The Formtek Blog

Consequences of Long Changeover Times for Metal Manufacturers and Fabricators

Written by Formtek | February 4, 2025

Changeover times refer to the duration required to switch a manufacturing process or setup from producing one type of product to another. In metal manufacturing and fabrication, where the machinery is often highly specialized and complex, changeover times can be substantial. This is because equipment like molds, dies, or tooling must be carefully reconfigured or replaced to accommodate the next product's specifications. When these changeover times are excessively long, they lead to increased downtimes for several key reasons.

Effects of Extended Machinery Tooling Changeover Times

  1. Loss of Production Time: First, during changeovers, production lines are idle, leading to a loss of production time. This idle time represents lost productivity, which can negatively impact delivery schedules and reduce the efficiency of the production line. Second, the complexity of retooling often requires skilled technicians to perform manual adjustments, which increases labor costs and the possibility of errors that could lead to additional downtime for troubleshooting or repairs.

  2. Reduced Throughput: Lengthy changeover times limit the number of products that can be manufactured within a given timeframe.

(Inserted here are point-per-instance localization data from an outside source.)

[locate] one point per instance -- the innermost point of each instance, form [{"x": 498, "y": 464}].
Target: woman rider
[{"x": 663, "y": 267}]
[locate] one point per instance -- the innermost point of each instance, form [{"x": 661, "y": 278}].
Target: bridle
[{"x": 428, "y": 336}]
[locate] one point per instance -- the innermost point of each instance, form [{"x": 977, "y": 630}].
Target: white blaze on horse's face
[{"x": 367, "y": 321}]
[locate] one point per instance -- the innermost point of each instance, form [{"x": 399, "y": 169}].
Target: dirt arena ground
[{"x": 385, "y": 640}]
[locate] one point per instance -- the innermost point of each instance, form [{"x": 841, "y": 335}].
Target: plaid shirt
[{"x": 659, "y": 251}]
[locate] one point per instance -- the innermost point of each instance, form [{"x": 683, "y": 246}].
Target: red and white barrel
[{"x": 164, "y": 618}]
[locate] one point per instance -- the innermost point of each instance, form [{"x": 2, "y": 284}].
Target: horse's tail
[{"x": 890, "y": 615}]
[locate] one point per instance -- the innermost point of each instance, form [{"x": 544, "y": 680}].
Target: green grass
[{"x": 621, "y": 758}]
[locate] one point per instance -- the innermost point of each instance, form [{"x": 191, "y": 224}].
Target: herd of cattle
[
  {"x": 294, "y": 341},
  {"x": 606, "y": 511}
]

This reduction in throughput not only affects the immediate production schedule but also impacts overall productivity and profitability.

  3. Increased Costs: Extended downtimes lead to higher costs associated with labor, energy consumption, and overhead. The longer equipment remains idle, the more resources are wasted without generating revenue.
  4. Bottlenecks in Manufacturing Processes: Long changeovers can disrupt production flow, causing bottlenecks in the manufacturing process. The time taken to restart operations and bring machinery back to optimal settings often results in lower initial output quality and inefficiency as the system stabilizes. In high-mix, low-volume manufacturing environments, where frequent product changes are necessary to meet customer demand, excessive changeover times become even more problematic, as the downtime between production runs can accumulate quickly. This ultimately leads to higher production costs, delayed lead times, and a reduction in the company's overall competitiveness.

  5. Inventory Buildup: If changeovers take too long, manufacturers may resort to producing larger batch sizes of each product to minimize the frequency of changeovers. This can lead to excessive inventory buildup, tying up capital and storage space.

  6. Customer Delays: Longer changeover times can result in delays in fulfilling customer orders. In industries with tight deadlines or just-in-time delivery requirements, these delays can have severe consequences including loss of customer trust and potential contract penalties.

  7. Increased Risk of Errors: Prolonged changeovers introduce a higher risk of errors or mistakes during the transition process. These errors can lead to defective products, rework, or even equipment damage, further exacerbating downtime and increasing costs.

Solutions for Decreasing Changeover Time

To address the challenges posed by lengthy changeover times, manufacturers often implement a range of strategies designed to streamline the transition between production runs and minimize the resulting downtime.

One of the most effective approaches is standardizing processes. By developing consistent, repeatable steps for equipment setup and breakdown, manufacturers can simplify changeovers, reduce variability, and eliminate inefficiencies. Standardization also makes it easier to train employees and ensures that procedures are followed accurately every time, leading to more predictable and faster transitions.

Investing in automation and robotics is another powerful strategy to accelerate changeovers. Automated systems can handle complex, repetitive tasks, such as tool changes or equipment reconfiguration, more quickly and with greater precision than manual processes. Robotics and automated machinery not only reduce changeover time but also minimize the potential for human error, further improving the overall efficiency of the line. In some cases, manufacturers deploy advanced software to control and monitor changeover procedures, ensuring that machines are set up correctly and ready to resume production as quickly as possible.

Adopting lean manufacturing principles, such as SMED (Single-Minute Exchange of Die), can also help significantly reduce changeover times. Lean practices focus on eliminating waste and optimizing every step of the manufacturing process. SMED, for example, involves analyzing the changeover process to distinguish between tasks that can be completed while the machine is still running (external setup) and those that require the machine to be stopped (internal setup). By shifting more tasks to the external setup phase and simplifying internal tasks, manufacturers can dramatically shorten changeover times.

Additionally, training personnel to optimize changeover procedures plays a critical role in reducing downtime. When employees are equipped with the necessary skills and knowledge, they can perform changeovers more efficiently and with greater attention to detail. Continuous training helps operators become more proficient in handling reconfigurations, identifying potential issues early, and responding quickly to unforeseen challenges during the process. Well-trained teams can also implement quick adjustments to tooling or equipment settings, ensuring smooth transitions between production runs.

By combining these strategies—process standardization, automation, lean manufacturing, and personnel training—manufacturers can significantly reduce changeover times. This leads to a range of benefits, including minimizing machine downtime, improving production efficiency, and boosting overall throughput. As a result, manufacturers can enhance their competitiveness by increasing their capacity to meet customer demand more rapidly, reducing lead times, lowering production costs, and improving profitability in the marketplace.